AUDIT-ing Alcohol Use Disorder

Alcohol-Use-DisorderEvery day, all over the country, people enter local emergency rooms with injuries linked to alcohol consumption. A host of ailments can arise from drinking alcohol, both internal and external.

Physicians treating alcohol related injuries work to identify if the injury was the result of simply drinking too much, or if the injury is indicative of a more serious problem – such as an alcohol use disorder (AUD). Identifying if a patient has an AUD is crucial for physicians to intervene, and potentially guiding a patient towards treatment – reducing future trauma incidents.

AUDIT-ing Alcohol

New research suggests that a 10-point questionnaire is more effective in determining if a patient may have an AUD, compared to a blood alcohol content (BAC) test, ScienceDaily reports. The questionnaire helps physicians identify who may be at risk of future drinking related injuries.

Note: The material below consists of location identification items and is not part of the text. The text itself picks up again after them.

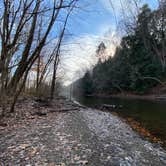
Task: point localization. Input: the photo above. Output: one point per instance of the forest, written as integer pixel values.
(139, 63)
(61, 62)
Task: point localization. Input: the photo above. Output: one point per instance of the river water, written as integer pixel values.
(150, 114)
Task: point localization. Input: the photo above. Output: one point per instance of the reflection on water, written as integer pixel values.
(151, 114)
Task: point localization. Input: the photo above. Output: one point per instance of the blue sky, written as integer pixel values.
(93, 23)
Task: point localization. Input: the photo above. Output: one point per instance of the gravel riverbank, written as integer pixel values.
(79, 137)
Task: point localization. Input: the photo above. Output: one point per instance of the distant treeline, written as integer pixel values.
(139, 62)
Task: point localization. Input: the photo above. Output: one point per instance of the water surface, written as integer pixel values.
(150, 114)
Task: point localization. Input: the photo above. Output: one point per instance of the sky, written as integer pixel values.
(93, 22)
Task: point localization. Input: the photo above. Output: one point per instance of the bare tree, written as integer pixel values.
(21, 45)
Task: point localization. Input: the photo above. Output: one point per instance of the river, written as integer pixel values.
(150, 114)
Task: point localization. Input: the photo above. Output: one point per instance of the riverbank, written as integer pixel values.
(68, 134)
(133, 96)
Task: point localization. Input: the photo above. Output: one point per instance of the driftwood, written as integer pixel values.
(64, 110)
(110, 107)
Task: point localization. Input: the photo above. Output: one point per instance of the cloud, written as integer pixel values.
(79, 54)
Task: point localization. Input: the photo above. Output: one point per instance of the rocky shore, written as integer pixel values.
(63, 133)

Designed by the World Health Organization and known as the Alcohol Use Disorders Identification Test (AUDIT), the questionnaire assesses:

  • Alcohol Consumption
  • Drinking Behaviors
  • Alcohol-Related Problems

“The potential cost savings from reducing trauma visits could amount to more than $1.8 billion a year, making screening and intervention for at-risk drinking one of the single most cost-effective preventative healthcare measures,” said Mark Mitchell, DO, president of the American College of Osteopathic Emergency Medicine.

The Research

The study, conducted by researchers at Loyola University Medical Center indicated that the AUDIT questionnaire was 20 percent more effective at identifying at-risk drinking behavior, compared to BAC tests.

“Given the interactions between alcohol and trauma, screening and intervention for at-risk drinking behavior are important components of injury prevention and public health. Previous studies have shown that brief interventions with these patients can lead to a 50 percent reduction in future trauma visits,” said Timothy Plackett, DO, the study’s lead researcher.

The findings were published in The Journal of the American Osteopathic Association.